But the labor market is a very mixed bag for older workers. Those who currently have a job have been more effective than their younger counterparts at holding onto their positions in the current downturn; the real value of older workers’ median weekly earnings has grown more during the current recession than that of younger workers; and their unemployment rates—despite reaching record highs—are still considerably lower than the national average.

Simon Norwood, a construction worker who hasn't found work in months, poses in a garage apartment belonging to a friend in Little Rock, AK, on August 27, 2009. Workers 55 and older have a higher unemployment rate than anytime since 1948, and those who are unemployed are staying unemployed much longer. SOURCE: AP/Danny Johnston

Yet the news is bleak for older workers without a job. Workers 55 and older have a higher unemployment rate than anytime since 1948, and those who are unemployed are staying unemployed much longer. Given employers’ reluctance to start hiring again, it is likely that older workers will have to continue looking for work for months before finding a job.
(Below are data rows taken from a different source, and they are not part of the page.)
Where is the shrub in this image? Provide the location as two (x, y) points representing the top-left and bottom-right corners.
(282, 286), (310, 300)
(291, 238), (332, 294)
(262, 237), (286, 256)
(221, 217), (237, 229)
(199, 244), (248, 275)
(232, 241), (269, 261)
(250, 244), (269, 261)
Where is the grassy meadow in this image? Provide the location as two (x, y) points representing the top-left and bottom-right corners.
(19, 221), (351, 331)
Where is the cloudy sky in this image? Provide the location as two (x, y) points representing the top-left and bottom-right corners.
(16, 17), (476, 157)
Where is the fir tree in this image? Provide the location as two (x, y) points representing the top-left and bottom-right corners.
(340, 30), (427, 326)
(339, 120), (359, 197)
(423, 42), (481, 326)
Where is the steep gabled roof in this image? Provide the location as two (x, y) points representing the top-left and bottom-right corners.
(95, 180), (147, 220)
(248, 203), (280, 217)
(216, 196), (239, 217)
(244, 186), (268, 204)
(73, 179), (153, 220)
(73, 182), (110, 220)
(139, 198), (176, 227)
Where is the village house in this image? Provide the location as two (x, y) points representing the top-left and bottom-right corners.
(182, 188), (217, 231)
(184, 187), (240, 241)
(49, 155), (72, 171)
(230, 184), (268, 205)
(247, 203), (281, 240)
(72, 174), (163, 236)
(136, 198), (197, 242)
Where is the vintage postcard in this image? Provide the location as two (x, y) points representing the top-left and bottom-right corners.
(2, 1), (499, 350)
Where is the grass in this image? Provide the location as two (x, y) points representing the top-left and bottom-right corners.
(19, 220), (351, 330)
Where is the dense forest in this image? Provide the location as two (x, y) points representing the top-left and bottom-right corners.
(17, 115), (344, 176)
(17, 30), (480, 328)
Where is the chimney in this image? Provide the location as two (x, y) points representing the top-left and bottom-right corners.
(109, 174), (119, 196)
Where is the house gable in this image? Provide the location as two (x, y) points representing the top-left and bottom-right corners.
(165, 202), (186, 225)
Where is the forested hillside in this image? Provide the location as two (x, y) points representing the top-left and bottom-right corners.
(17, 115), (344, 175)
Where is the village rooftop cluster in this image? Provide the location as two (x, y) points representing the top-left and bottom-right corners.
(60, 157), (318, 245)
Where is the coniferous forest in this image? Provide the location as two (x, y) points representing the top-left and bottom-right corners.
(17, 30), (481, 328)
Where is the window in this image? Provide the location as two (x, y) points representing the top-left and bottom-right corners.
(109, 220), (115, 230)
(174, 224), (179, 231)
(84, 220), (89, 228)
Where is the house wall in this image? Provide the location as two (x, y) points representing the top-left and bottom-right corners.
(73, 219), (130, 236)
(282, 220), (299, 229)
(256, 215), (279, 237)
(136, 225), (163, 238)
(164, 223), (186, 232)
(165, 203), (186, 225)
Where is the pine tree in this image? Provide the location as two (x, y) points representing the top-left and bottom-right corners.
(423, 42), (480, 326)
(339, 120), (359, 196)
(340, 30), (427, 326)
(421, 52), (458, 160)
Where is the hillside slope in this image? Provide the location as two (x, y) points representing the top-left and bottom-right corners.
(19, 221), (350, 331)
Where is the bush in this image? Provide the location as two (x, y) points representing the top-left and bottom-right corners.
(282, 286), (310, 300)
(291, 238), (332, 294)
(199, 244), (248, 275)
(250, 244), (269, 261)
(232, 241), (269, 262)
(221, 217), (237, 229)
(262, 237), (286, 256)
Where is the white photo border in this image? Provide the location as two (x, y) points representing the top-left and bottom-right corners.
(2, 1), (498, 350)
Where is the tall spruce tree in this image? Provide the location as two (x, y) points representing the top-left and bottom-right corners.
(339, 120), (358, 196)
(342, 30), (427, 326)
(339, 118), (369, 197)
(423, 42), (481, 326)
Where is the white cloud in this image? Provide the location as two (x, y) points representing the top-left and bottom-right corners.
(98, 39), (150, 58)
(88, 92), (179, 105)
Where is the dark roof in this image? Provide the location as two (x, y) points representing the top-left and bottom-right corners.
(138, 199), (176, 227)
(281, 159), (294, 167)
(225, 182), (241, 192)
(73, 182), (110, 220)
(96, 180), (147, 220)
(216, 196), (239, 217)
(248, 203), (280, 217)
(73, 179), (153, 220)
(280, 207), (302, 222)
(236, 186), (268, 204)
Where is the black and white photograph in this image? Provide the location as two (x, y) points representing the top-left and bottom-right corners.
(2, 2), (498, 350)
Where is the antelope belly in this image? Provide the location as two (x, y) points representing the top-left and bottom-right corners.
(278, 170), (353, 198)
Unemployment reaches record levels

Unemployment among older workers has peaked in the current recession. There has been a 134-percent increase in the number of workers over the age of 55 who are looking for work since December 2007, up from 843,000 to 2.0 million last month. In June 2009, the unemployment level of this age demographic peaked at 2.1 million—a number higher than anytime since 1948 when the Bureau of Labor Statistics began tracking that data. And the oldest workers—those over the age of 65—have also seen their unemployment levels rise, up to 447,000 last month from 197,000 in December 2007—a 127 percent increase.
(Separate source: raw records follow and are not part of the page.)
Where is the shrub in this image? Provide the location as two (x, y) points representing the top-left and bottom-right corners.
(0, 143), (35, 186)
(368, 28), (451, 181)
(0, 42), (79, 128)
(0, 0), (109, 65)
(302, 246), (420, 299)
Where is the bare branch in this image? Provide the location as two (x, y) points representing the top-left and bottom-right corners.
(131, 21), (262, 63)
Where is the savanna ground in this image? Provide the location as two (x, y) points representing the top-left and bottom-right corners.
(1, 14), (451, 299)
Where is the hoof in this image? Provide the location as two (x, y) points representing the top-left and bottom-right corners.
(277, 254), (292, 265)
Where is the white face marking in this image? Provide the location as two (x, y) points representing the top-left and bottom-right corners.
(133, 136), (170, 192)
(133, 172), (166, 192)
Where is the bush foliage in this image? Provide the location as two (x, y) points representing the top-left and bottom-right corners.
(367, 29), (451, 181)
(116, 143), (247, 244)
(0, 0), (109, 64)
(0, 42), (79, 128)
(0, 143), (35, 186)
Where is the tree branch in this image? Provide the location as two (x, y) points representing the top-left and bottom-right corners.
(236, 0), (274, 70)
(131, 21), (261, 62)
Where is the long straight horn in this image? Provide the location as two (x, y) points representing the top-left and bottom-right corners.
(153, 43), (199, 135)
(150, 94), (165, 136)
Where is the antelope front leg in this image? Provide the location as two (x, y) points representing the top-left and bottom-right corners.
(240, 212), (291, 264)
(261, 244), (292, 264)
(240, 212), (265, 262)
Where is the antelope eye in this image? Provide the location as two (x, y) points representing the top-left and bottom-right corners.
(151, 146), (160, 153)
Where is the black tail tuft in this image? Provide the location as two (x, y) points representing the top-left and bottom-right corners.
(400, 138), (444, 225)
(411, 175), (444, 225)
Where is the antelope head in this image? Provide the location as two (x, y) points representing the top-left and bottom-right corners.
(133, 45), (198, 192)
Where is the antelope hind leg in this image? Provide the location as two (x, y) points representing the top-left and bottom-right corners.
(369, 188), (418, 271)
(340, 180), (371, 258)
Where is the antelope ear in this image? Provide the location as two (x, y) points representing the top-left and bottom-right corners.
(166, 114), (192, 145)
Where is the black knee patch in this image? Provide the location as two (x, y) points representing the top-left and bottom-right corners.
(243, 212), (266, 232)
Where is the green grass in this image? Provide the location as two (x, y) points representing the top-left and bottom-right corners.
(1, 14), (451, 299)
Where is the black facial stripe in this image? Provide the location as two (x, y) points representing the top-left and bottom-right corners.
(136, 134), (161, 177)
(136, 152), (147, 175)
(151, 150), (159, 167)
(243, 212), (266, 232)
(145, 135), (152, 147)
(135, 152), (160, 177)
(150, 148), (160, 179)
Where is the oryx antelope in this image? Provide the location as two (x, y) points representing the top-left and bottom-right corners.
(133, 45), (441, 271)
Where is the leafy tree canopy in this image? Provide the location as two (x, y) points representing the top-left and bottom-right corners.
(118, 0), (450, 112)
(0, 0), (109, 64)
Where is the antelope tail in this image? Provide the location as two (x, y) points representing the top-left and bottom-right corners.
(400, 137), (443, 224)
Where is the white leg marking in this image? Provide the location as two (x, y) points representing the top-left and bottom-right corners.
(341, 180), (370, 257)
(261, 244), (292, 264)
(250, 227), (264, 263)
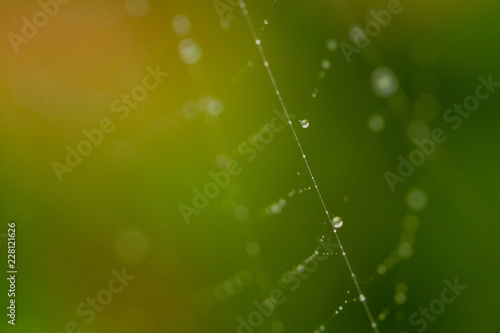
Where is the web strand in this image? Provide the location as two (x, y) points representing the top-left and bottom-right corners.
(237, 1), (379, 331)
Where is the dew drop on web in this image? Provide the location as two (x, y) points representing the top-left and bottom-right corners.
(300, 119), (309, 128)
(332, 216), (343, 229)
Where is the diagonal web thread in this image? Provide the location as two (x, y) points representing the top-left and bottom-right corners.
(237, 1), (380, 331)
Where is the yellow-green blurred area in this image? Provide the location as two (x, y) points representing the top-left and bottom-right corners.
(1, 0), (500, 332)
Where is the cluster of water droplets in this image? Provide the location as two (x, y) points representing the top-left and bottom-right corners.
(312, 287), (372, 332)
(260, 185), (316, 218)
(235, 1), (383, 331)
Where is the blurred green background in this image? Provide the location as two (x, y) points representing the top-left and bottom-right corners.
(1, 0), (499, 332)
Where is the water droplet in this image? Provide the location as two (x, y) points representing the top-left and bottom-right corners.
(271, 204), (281, 214)
(178, 38), (203, 65)
(403, 214), (420, 232)
(332, 216), (343, 229)
(172, 15), (191, 37)
(339, 306), (343, 310)
(368, 114), (385, 133)
(264, 20), (269, 25)
(406, 188), (428, 212)
(326, 38), (338, 51)
(246, 242), (260, 256)
(235, 206), (249, 220)
(220, 19), (231, 30)
(125, 0), (150, 18)
(319, 325), (325, 331)
(398, 242), (413, 258)
(377, 265), (387, 275)
(206, 99), (224, 117)
(378, 312), (387, 321)
(114, 230), (150, 265)
(297, 264), (305, 272)
(372, 67), (399, 98)
(300, 119), (309, 128)
(272, 321), (284, 333)
(407, 120), (431, 142)
(321, 59), (331, 70)
(413, 93), (440, 122)
(255, 39), (261, 45)
(359, 294), (366, 302)
(396, 282), (408, 293)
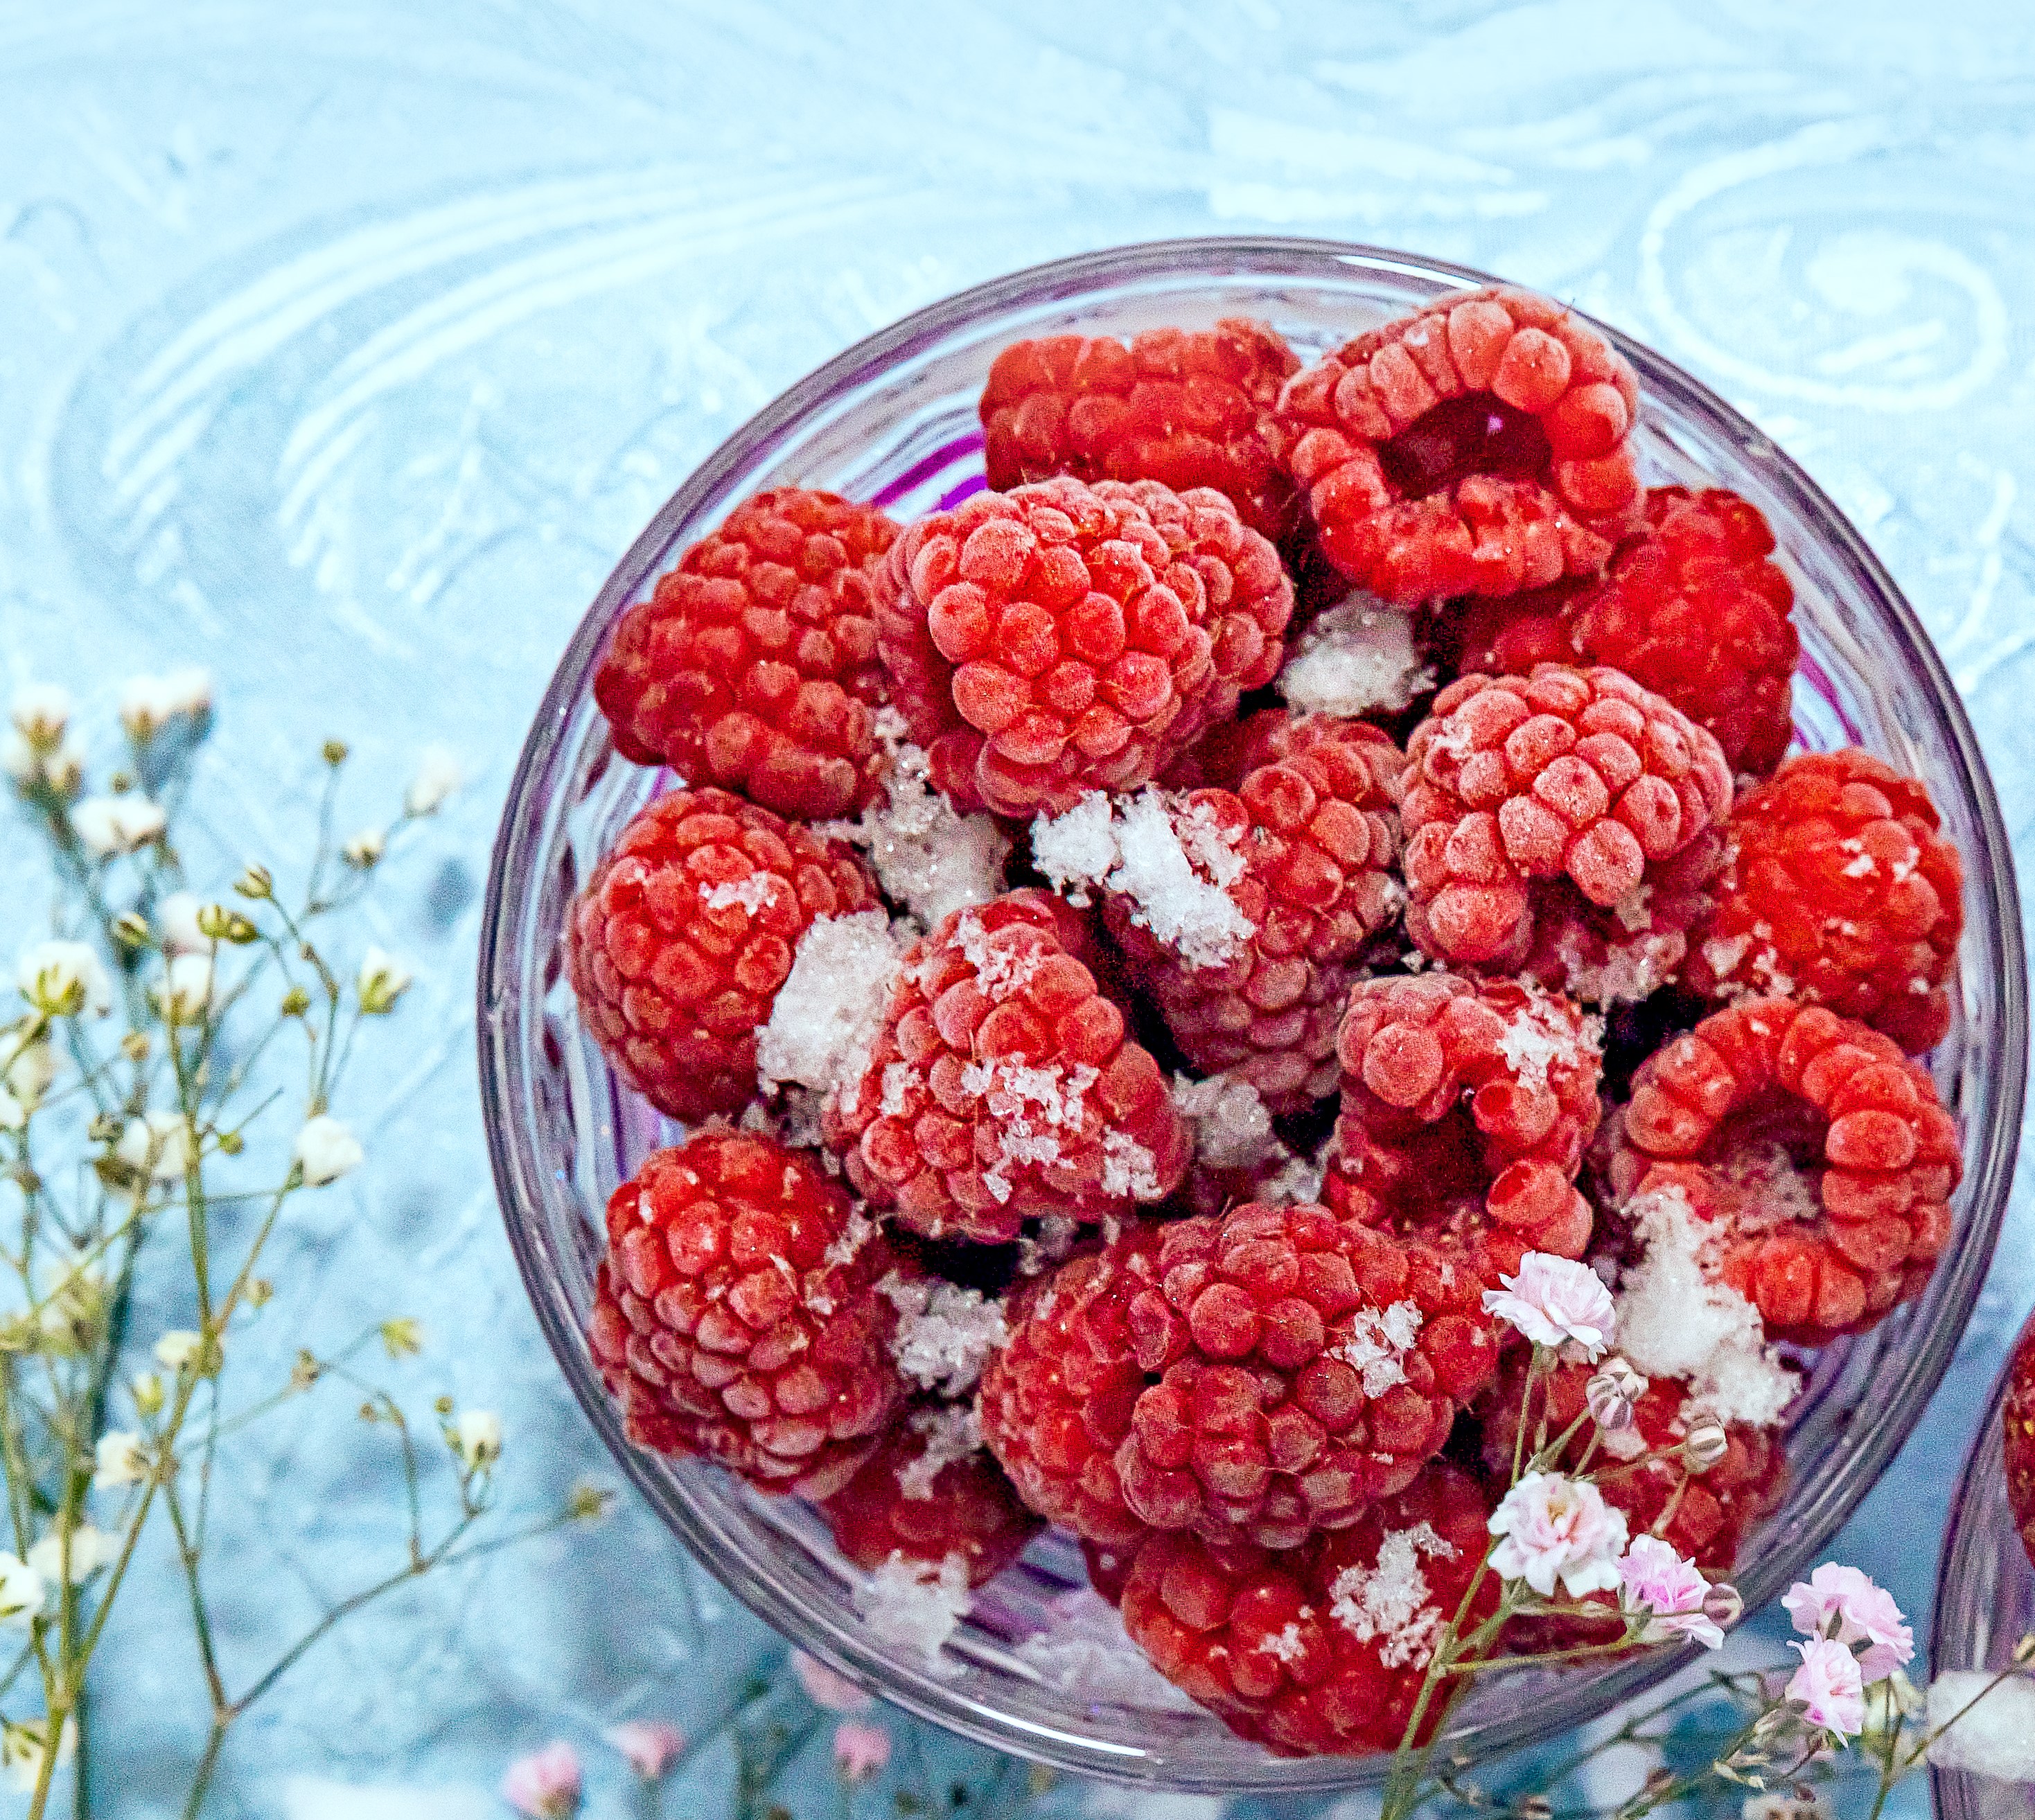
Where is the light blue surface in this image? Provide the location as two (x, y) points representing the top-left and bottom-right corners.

In comparison, prime-aged workers—workers aged 25 to 54—saw their unemployment levels increase by 118 percent over the last 21 months, rising from 4.2 million to 9.1 million in August.

The age-55-and-older unemployment rate climbed to an all-time high in June 2009 of 7.0 percent, 3.9 percentage points higher than at the start of the current recession. This rate inched down to 6.8 percent last month, but that is still extraordinarily high for older workers. Workers 65 and older saw their unemployment rate reach 7.0 percent in July 2009, up 3.7 percentage points since December 2007, and higher than anytime since 1948. Their unemployment rate also inched down in August to 6.8 percent.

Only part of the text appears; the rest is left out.